Menurut laporan The Mail, sejumlah pemain Setan Merah dikabarkan tidak puas dengan skema 3-4-2-1 yang diterapkan Ruben Amorim sejak menggantikan Erik ten Hag pada November lalu.
Advertisement
Bahkan, kapten tim Bruno Fernandes yang selama ini dikenal sebagai pendukung setia Amorim, disebut mulai gerah dengan peran barunya yang lebih dalam di lini tengah.
Padahal, Amorim sempat mati-matian mempertahankan Fernandes di musim panas lalu ketika ada godaan dari Liga Arab Saudi. Dukungan sang kapten di depan publik pun selalu terdengar positif, meski kabar di balik layar ternyata berbicara lain.
Ineos Angkat Suara
Kabar bocornya ketidakpuasan pemain ini membuat pihak pemilik baru, Ineos, dikabarkan sangat murka. Mereka menilai isu-isu yang keluar dari ruang ganti bersifat “sangat merusak” dan bisa mengganggu upaya klub membangun stabilitas.
Graeme Bailey, jurnalis United In Focus, menegaskan: “Hal yang paling membuat klub marah adalah munculnya kebocoran lagi. Mereka merasa sudah menekan hal ini, dan tak ingin internal tim kembali jadi masalah besar.”
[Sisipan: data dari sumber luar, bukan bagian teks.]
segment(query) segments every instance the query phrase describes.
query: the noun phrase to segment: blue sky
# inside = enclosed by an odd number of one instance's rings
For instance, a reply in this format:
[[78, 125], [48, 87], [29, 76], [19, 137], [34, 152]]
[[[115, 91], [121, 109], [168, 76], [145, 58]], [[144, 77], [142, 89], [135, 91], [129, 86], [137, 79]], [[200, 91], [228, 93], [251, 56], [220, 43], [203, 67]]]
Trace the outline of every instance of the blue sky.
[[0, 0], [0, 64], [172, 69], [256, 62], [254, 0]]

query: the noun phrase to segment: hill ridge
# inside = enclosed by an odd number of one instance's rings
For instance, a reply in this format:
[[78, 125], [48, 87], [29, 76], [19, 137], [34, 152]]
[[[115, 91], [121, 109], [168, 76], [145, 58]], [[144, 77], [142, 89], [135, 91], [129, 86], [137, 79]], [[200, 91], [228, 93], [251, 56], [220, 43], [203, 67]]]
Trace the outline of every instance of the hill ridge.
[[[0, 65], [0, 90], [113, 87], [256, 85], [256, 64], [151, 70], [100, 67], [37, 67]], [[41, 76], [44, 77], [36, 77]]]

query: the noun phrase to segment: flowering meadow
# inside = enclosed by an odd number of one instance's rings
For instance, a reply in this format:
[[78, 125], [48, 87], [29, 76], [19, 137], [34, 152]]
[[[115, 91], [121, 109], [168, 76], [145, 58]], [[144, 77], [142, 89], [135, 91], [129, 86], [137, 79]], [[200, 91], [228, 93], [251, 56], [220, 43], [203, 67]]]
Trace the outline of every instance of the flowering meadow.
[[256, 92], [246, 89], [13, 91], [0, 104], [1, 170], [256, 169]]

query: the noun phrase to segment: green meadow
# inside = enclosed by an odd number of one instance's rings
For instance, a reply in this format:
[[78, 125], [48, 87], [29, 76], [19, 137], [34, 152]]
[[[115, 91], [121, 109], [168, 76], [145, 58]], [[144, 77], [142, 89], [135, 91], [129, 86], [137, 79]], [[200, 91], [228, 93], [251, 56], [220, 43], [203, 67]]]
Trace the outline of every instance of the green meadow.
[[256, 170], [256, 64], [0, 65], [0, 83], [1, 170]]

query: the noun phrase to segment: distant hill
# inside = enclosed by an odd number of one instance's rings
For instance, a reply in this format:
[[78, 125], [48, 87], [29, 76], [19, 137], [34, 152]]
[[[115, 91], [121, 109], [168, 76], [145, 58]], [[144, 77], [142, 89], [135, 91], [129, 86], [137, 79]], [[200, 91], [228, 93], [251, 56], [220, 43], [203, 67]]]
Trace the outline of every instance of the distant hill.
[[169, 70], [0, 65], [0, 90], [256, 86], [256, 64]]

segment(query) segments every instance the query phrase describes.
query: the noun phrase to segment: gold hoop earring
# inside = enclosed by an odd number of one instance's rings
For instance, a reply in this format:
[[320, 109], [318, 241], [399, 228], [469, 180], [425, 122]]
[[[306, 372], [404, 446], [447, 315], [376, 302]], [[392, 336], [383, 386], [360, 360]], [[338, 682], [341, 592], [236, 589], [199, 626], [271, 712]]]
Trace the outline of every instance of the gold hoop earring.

Manajemen United juga diyakini masih sepenuhnya mendukung Amorim. Direktur sepakbola Jason Wilcox disebut sudah memberi restu penuh bagi pelatih asal Portugal itu untuk membangun skuad sesuai visinya.
Bukan Hal Baru di Old Trafford
Kebocoran dari ruang ganti bukan kali pertama terjadi di Manchester United. Hal serupa juga pernah merusak era Jose Mourinho, Ole Gunnar Solskjaer, hingga Erik ten Hag. Tak heran, Ineos ingin menutup rapat-rapat praktik ini agar tak mengganggu perjalanan klub.
Meski baru menjalani empat laga Liga Inggris musim ini termasuk menghadapi dua kandidat juara, Arsenal dan Manchester City. dukungan manajemen terhadap Amorim disebut tak goyah.
United menegaskan tidak ada kepanikan di internal, dan proyek jangka panjang bersama Amorim tetap berjalan.